Thu 24 May 2012
Writing blog posts is a great decision maker for me. I start out a post with no idea of where I’m heading, and usually by the time I’m done some part of my brain has a pretty clear idea of what needs to be done. Sometimes it takes the rest of me a while to cotton on to the fact that a verdict has been reached, but it’s almost always there, somewhere, just waiting for me to stop and pay attention.
In the last post, I think it was the moment I wrote the words “kill your darlings.” I didn’t realize it at the time, but by the next morning I was pretty sure of what I had to do. The shaping wasn’t working: the shaping had to go.
The most beautiful forms in nature come out of utility. A snail doesn’t make its shell to be beautiful and perfectly designed; it makes its shell to keep it from being eaten.
Of course human design is a little more esoteric, and there are plenty of things out there that are made simply to achieve a certain (sometimes questionable) aesthetic, but at some point in practical knitting the design becomes less about some platonic ideal and more about making a garment that does what it’s supposed to do. Or, in this case, making a pattern that is easy to write and easy to follow.
Form follows function. Get the function right, then develop the form to match. Got it. Decision made. Easy, huh?
That left the challenge of exactly how to redesign the sweater waist shaping to be easier to incorporate into a pattern of multiple sizes.
The problem was really that the waist shaping and the neck shaping are both locked into the allover lace pattern repeats. If I want to increase by half a repeat, it will throw off one or the other because I need to keep the lengths the same.
But what if the waist shaping weren’t locked into the lace repeat in the same way? (This is option #4 in the last post.)
In that case, I wouldn’t have to move the waist shaping up or down by half a repeat when I change the size, and the neck shaping would stay in the same place. If I put the decreases into the lace pattern itself instead of leaving out a part of a repeat at the side, then I could put them anywhere I want within the garment, and the number of decreases would be proportional to the number of repeats in the piece (2 fewer stitches per repeat means more decreases when there are more repeats, and fewer when there are not as many repeats).
Fortunately, that’s very easy with this lace. There are three main lines of yo’s in the body of a lace repeat, and they are paired with decreases to achieve a gradual change in the pattern width. I wanted to keep those yo lines the same, but eliminate 1 stitch on each side from the widest part of the lace pattern. In the size that I’m knitting, that will eliminate 6 stitches from the front panel, which is about an inch of width in the final piece.
By leaving out two yo increases and then one “extra” decrease (the red boxes in the chart), I altered the lace to be the same height, but 2 sts narrower. I did lose one pair of yo’s in the main pattern lines, but it’s really not very noticeable in the final fabric. Here are the two versions side by side:
The one on the left has the original waist shaping, where I left out part of a pattern repeat at the underarm seam.

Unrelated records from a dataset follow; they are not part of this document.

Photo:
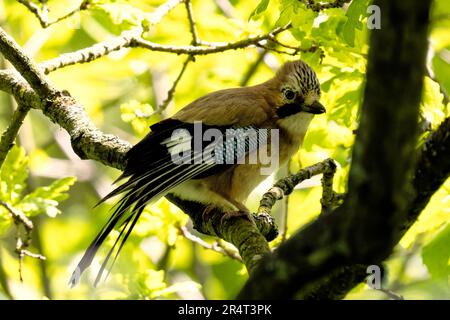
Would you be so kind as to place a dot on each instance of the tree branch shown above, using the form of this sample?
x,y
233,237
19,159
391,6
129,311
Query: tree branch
x,y
383,157
10,134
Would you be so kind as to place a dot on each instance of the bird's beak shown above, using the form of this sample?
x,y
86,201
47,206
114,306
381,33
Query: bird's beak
x,y
315,108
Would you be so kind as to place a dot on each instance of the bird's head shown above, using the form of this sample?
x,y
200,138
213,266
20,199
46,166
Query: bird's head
x,y
298,89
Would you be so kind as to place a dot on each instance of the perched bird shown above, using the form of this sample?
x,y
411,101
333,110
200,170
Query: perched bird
x,y
217,172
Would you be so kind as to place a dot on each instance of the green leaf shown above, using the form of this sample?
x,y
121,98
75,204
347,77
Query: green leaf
x,y
436,254
13,175
46,199
262,6
355,12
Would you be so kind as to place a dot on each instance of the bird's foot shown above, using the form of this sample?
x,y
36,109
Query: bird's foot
x,y
231,215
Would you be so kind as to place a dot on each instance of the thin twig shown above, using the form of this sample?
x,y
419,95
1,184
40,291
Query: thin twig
x,y
24,65
171,91
313,5
41,13
192,24
216,246
207,47
22,243
286,185
330,199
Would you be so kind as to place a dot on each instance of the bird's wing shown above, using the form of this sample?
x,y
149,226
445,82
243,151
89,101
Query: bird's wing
x,y
152,171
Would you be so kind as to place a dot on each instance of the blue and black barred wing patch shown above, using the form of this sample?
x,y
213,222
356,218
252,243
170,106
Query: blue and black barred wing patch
x,y
172,153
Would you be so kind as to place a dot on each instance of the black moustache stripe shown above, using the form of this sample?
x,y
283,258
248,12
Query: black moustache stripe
x,y
287,110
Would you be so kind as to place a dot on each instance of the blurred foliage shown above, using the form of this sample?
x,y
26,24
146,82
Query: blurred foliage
x,y
121,91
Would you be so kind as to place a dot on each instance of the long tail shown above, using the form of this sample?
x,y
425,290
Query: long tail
x,y
125,230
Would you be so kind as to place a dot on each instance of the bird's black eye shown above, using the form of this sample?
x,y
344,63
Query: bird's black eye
x,y
289,94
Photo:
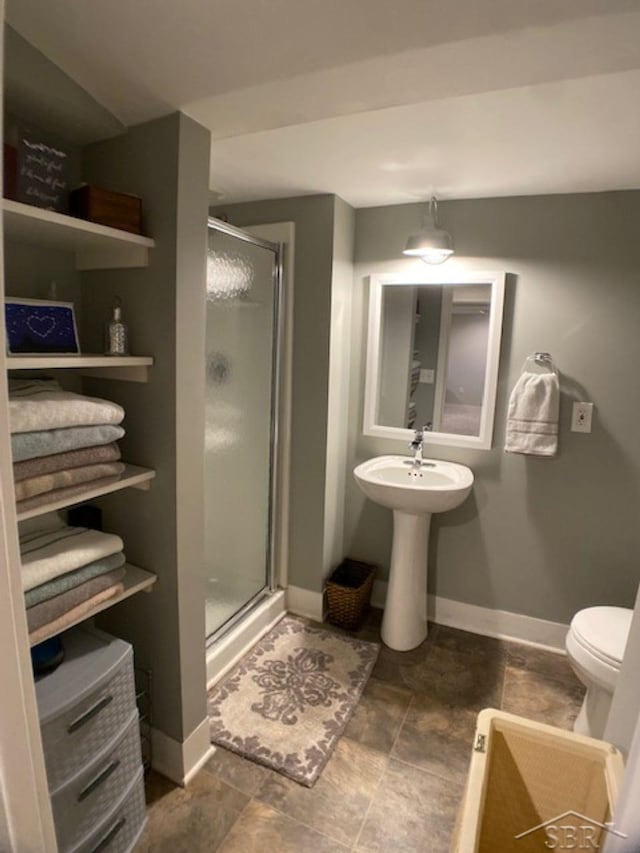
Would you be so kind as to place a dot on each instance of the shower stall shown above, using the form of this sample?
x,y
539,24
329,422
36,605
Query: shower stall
x,y
244,312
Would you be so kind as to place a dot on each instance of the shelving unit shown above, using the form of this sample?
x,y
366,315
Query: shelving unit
x,y
133,476
131,368
94,246
135,580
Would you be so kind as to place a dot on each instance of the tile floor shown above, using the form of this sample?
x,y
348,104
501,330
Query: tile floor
x,y
395,780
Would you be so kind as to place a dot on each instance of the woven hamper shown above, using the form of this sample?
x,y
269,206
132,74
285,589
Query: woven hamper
x,y
533,787
349,592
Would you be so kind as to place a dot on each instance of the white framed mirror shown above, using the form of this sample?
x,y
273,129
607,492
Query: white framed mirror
x,y
433,349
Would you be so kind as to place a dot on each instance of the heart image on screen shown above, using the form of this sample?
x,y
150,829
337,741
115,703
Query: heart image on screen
x,y
41,326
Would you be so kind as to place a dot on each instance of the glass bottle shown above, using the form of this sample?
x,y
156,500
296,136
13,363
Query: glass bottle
x,y
116,332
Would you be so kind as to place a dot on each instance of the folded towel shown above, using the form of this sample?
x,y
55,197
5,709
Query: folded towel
x,y
64,583
65,461
532,418
63,479
29,445
75,615
64,494
41,404
49,554
47,611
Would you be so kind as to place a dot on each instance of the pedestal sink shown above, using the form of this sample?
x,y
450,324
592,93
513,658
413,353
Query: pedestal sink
x,y
413,492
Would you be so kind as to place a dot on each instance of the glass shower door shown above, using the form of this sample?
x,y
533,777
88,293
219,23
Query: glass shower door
x,y
243,288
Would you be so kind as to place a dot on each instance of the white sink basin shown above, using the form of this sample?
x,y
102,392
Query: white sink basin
x,y
413,493
394,482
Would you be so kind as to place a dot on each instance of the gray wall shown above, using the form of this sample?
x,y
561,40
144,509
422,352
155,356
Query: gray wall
x,y
467,358
542,537
314,220
344,227
165,162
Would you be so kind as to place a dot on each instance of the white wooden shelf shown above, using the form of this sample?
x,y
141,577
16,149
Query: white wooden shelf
x,y
131,368
135,580
95,246
133,476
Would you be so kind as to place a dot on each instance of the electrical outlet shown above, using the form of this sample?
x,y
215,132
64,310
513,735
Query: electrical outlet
x,y
581,416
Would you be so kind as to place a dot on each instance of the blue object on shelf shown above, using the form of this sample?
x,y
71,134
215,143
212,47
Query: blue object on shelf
x,y
46,656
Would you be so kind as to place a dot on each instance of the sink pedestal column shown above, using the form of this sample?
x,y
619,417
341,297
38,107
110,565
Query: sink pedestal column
x,y
404,624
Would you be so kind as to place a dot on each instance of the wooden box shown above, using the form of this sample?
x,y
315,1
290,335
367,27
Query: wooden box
x,y
532,787
117,210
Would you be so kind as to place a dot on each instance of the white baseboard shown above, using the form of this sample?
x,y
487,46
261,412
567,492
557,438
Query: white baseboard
x,y
303,602
226,652
181,761
491,623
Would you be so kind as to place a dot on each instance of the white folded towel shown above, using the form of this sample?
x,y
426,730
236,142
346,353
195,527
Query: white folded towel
x,y
532,418
55,550
37,404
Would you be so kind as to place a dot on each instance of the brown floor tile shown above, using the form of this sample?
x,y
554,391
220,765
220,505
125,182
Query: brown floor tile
x,y
378,715
548,664
239,772
437,737
261,829
194,819
531,695
337,803
464,642
412,812
466,679
397,667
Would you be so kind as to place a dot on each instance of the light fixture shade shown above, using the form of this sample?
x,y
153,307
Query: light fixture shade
x,y
433,244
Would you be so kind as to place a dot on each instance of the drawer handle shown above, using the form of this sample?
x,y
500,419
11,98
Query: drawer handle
x,y
80,721
111,834
98,780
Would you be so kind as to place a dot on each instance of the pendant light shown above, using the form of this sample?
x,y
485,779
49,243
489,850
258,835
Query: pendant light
x,y
432,244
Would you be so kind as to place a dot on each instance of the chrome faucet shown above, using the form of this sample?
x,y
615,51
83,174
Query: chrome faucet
x,y
416,446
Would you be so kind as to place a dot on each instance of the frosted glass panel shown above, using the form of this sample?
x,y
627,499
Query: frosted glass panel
x,y
240,335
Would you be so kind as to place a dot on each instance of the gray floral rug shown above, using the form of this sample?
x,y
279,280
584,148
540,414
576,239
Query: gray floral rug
x,y
287,702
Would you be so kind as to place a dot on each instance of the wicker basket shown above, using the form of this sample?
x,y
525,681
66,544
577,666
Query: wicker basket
x,y
532,785
348,593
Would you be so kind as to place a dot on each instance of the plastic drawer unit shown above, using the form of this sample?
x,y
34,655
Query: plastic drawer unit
x,y
91,741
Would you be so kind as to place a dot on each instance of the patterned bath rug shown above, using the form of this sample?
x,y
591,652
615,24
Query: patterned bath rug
x,y
287,702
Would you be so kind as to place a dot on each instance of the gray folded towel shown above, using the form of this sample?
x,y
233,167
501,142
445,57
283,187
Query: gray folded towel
x,y
52,609
65,461
47,483
64,494
46,554
38,404
77,614
68,581
29,445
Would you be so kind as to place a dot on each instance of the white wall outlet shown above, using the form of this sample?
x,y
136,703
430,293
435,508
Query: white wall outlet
x,y
581,416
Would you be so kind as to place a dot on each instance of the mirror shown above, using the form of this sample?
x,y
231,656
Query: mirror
x,y
432,357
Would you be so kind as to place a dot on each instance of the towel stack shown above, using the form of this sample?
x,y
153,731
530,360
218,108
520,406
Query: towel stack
x,y
62,442
66,572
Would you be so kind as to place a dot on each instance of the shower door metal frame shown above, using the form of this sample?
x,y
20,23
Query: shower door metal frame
x,y
276,366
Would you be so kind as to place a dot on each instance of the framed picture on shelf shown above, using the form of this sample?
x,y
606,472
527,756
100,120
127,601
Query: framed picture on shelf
x,y
40,327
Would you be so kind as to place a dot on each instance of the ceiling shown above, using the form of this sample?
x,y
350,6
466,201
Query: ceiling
x,y
380,103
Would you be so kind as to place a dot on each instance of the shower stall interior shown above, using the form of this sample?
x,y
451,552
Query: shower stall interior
x,y
243,332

The one on the left is the new shaping, with the same number of repeats all the way through the garment, but with the narrower waist shaping chart knit in for one pattern repeat.
If you look veery closely, you might be able to see it here:
Or maybe not. How about now? (The arrows are pointing to the centered double decrease left out of the second chart.)
By replacing just one section of the lace with the new, narrower chart, I got almost exactly the same amount of waist shaping, and a much easier pattern to write.
It’s almost always worth it to let design support function, rather than the other way around.
Now if only I could remember that next time I’m captivated by a particular idea…
And when form follows function, the full beauty of the object can be expressed. Lovely solution!
I’m so happy you worked it out. It’s really beautiful.
And I’m so behind on blog reading that you’ve found a solution already! How wonderfully simple, too. I think sometimes it’s hard to remember that we can play with the actual lace chart, too–it’s so easy to think that it must be held sacred so that the pattern isn’t ‘ruined.’ This works beautifully.
Very nice! Had I read ahead to this post, I could have saved myself some typing!
That is lovely! Love the way your mind works! The difference if difficult to see until you point it out. The shape is still so similar.